The difference between the others is that the adversary can freely choose their starting point \(x\), potentially designing it specially to enable finding the associated \(x'\) -- but again cannot.

Note the third property implies the second property. We keep them separate because given hash function's resistance towards the one might differ from resistance towards the other.

Hash Algorithms

One of the earliest hash function, MD5 (message digest 5) was broken years ago. SHA1 (secure hash algorithm) was broken in 2017. git version control used to use SHA1. This worked find until someone discovered how to produce SHA1 collisions.

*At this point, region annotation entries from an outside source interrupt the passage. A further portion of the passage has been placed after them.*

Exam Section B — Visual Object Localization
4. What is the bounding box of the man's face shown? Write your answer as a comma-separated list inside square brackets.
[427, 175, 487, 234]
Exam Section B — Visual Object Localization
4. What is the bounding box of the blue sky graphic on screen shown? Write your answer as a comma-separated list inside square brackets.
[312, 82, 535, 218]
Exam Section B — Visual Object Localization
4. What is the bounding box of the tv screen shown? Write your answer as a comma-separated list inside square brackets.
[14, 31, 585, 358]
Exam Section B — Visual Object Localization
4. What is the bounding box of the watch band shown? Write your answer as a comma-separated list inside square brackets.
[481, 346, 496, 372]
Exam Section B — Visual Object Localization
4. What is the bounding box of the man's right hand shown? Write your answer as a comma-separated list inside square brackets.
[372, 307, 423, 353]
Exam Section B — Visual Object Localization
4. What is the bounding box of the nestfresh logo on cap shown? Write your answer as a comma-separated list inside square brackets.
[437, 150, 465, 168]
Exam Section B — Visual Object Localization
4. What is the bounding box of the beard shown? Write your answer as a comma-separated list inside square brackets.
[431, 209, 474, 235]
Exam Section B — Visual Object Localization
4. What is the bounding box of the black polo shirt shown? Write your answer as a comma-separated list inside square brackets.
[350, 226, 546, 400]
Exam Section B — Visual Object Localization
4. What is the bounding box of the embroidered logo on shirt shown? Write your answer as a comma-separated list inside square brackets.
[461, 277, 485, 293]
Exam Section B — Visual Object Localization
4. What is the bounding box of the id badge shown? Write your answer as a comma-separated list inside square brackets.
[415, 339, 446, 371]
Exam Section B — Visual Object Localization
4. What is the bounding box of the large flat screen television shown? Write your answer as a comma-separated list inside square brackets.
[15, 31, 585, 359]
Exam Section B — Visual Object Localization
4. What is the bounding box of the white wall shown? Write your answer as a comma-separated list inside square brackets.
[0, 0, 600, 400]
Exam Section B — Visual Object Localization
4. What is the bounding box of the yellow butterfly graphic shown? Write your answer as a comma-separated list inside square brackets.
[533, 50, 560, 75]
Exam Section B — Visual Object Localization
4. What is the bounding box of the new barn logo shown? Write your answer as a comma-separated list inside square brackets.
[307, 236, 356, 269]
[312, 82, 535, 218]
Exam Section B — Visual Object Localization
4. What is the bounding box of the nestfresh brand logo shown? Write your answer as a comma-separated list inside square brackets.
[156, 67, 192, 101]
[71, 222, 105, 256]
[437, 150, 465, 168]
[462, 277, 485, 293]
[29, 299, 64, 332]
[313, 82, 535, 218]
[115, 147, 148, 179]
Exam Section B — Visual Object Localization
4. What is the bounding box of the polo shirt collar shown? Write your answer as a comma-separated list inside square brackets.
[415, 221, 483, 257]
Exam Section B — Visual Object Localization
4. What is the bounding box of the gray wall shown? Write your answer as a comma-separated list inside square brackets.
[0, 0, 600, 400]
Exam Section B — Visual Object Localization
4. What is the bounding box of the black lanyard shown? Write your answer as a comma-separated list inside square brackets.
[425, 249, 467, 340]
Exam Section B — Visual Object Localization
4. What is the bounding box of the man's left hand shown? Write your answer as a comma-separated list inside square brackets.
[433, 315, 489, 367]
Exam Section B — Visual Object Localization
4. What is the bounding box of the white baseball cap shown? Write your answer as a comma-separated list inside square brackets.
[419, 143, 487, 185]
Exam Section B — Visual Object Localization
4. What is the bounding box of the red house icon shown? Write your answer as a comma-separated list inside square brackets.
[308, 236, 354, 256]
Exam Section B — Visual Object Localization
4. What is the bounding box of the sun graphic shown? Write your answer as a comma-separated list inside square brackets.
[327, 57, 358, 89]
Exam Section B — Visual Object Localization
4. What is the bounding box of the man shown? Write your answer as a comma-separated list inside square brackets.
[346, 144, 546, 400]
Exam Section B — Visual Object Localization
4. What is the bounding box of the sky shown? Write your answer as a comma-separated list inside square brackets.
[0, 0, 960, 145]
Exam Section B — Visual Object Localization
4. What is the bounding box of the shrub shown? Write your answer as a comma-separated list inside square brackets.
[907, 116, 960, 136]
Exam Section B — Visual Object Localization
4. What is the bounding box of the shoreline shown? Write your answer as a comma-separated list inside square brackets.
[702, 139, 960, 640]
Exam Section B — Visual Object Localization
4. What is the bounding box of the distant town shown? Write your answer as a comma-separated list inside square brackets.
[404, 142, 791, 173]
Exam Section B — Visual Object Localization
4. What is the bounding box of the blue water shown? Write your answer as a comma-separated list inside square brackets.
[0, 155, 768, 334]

There are two primary "families" of hash algorithms in common use that are believed to be secure: SHA2 and SHA3. In each family, there are differing output lengths. SHA-256, SHA-384, SHA-512 are all instances of SHA2 family with outputs of 256, 384, 512 bits respectively. SHA3-256, SHA3-284, SHA3-512 are SHA3 family members.

Lowest-Hash Scheme

Cryptographic hashes have many practical applications outside of cryptography.

Suppose you are a journalist, and a hacker contacts you claiming to have stolen 150 million records from a website. The hacker is keeping the records for ransom, so they don't want to present all 150 million files. You can tell if they are lying by getting the hash of them. If the hacker hashes all 150 million records, they are generating 150 million bitstrings. We might ask the hacker to hash them and then return the 10 lowest resulting hashes. Then check if those hashes are consistent with what we would expect the lowest 10 samples out of 150 million random bitstrings to be. The probability of getting those lowest 10 hashes from 150 million records is astronomically low and conclude that the hacker is lying about their claim.

We can also require the attacker to send the 10 records corresponding to the lowest hashes, and they must know which of the 150 million fake records would result in the lowest hash.